Vous pouvez consulter en complément  le site Imago Mundi et l'article "les cagots"

  • signature-Jacques-BEAUCOUSIN.jpgJ
    acques BEAUCOUSIN (notre soza n° 742 génération 10 – branche Van Glabecke) voit le jour le mardi 10 septembre 1715 à Amfreville-la-Mi-Voie (76005). Il est le fils légitime de Jacques BEAUCOUSIN, âgé de 34 ans environ et de Madeleine SAILLANT, âgée de 27 ans.
      

  • A sa naissance, il a pour frères et soeurs : Pierre (né en 1708), Marguerite (née en 1710), Marie Anne (née en 1712), Madeleine (née en 1714). Jacques sera maitre panetier.jpgpannetier (*).

     



  • Il s'unit avec :Marie Marguerite LE RAT, la fille légitime d'Abraham LE RAT et de Marguerite GAMBLIN. Il n'y a pas d'enfants connus pour ce couple. Ils se marient le mardi 2 août 1746 à Amfreville-la-Mi-Voie (76005).
     

    Son père Jacques meurt le 21 avril 1751, Jacques est âgé de 35 ans.

     

  • Il s'unit avec Anne Thérèse MONNOIS, la fille légitime d'Adrien MONNOIS et d'Anne LEMOINE. Ce couple aura six enfants : - Marie Magdeleine née en 1755. - Henriette Perpetue née en 1757. - Jean Jacques Nicolas né en 1759. - Anne Thérèse née en 1761. (soza n°371 – génération 9) - Marie Henriette Scholastique née en 1765. - Jacques Romain né en 1768. Ils se marient le jeudi 21 février 1754 à ? Amfreville-la-Mi-Voie (76005). Le 31 mars 1755 naît sa fille Marie. Jacques est âgé de 39 ans. Le 14 octobre 1757 naît sa fille Henriette. Jacques est âgé de 42 ans. Le 22 juin 1759 naît son fils Jean. Jacques est âgé de 43 ans. Le 19 avril 1761 naît sa fille Anne. Jacques est âgé de 45 ans. Le 1 avril 1765 naît sa fille Marie. Jacques est âgé de 49 ans. Le 19 janvier 1768 naît son fils Jacques. Jacques est âgé de 52 ans. Sa mère Madeleine meurt le 19 mai 1772, Jacques est âgé de 56 ans. Le 24 octobre 1780 sa fille Henriette meurt, Jacques est âgé de 65 ans.

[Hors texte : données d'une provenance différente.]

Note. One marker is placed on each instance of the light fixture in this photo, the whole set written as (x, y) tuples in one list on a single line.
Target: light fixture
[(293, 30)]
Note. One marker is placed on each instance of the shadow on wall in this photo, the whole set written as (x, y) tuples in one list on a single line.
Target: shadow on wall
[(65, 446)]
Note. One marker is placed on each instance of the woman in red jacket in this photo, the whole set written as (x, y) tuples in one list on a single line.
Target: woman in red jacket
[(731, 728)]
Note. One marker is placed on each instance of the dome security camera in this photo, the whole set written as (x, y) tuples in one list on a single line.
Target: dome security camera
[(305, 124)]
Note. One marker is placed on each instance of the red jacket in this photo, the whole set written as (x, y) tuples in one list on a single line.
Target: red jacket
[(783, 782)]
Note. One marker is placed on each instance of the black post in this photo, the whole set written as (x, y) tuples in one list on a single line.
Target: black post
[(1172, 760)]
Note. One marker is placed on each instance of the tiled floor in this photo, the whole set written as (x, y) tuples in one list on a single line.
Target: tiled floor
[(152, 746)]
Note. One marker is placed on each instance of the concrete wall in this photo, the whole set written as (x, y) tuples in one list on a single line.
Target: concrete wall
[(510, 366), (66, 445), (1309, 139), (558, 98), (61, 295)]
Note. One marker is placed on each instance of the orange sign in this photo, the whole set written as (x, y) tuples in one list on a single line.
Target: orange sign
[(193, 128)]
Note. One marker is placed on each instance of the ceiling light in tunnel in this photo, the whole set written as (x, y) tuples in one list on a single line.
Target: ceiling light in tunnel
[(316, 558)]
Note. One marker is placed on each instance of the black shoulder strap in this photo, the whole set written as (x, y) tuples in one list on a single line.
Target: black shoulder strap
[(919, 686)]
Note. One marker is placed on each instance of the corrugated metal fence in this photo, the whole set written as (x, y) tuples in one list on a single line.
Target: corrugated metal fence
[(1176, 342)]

Le 18 octobre 1783 son épouse Anne meurt, Jacques est âgé de 68 ans.

     

  • Il s'unit avec Catherine GAILLARD, la fille légitime de parents non connus. Il n'y a pas d'enfants connus pour ce couple. Ils se marient le mardi 23 novembre 1784 à Amfreville-la-Mi-Voie (76005). Sont présents : Lambert Joseph GIBON (Témoin), Jean Robert BEAUCOUSIN (Témoin), Jean Jacques Nicolas BEAUCOUSIN (Témoin), Jacques Romain BEAUCOUSIN (Témoin). Jacques BEAUCOUSIN est décédé le samedi 10 mars 1798, à l'âge de 82 ans, à ? Amfreville-la-Mi-Voie (76005). (20 ventose an VI).


Il a donc exercé la profession de maître pannetier (panetier).


Une étude éthymologique nous incite à penser que le mot panetier (ou également dans les archives « talmelier » est issu du verbe paneter , faire du pain. Au départ, les panetiers n'étaient pas propriétaires de leur four. Ils devaient cuire le pain dans le four banal, propriété du seigneur laïc ou ecclésiastique. C'est seulement vers 1300, qu'ils obtiennent l'autorisation de posséder leurs propres fours.


Il existait diverses catégories de boulanger (ce terme en référence aux petites boules confectionnées), n'apparaît qu'à la fin du 12e siècle. Ceux demeurant sur le territoire royal étaient appelés maîtres et « haubaniers ». Ils pouvaient exercer leur profession à condition d'acheter au Roi la maîtrise et de payer le hauban, d'où le nom de haubanier. Cet impôt était payé le 11 novembre, jour de la Saint Martin.

L'autre catégorie de boulangers, c'est-à-dire ceux vivant sur les territoires signeuriales, était exempte du hauban mais était soumise au « tonlieu » ou impôt à la vente payable chaque semaine. La « coutume », un autre impôt, était cependant acquittée par l'ensemble de la profession. On la réglait en trois fois : à Noël, à Pâques et à la Saint Jean. Le maître panetier, qui souhaitait quitter les terres du Roi, perdait par la même occasion sa maîtrise. La notion de territorialité était donc très forte à l'époque.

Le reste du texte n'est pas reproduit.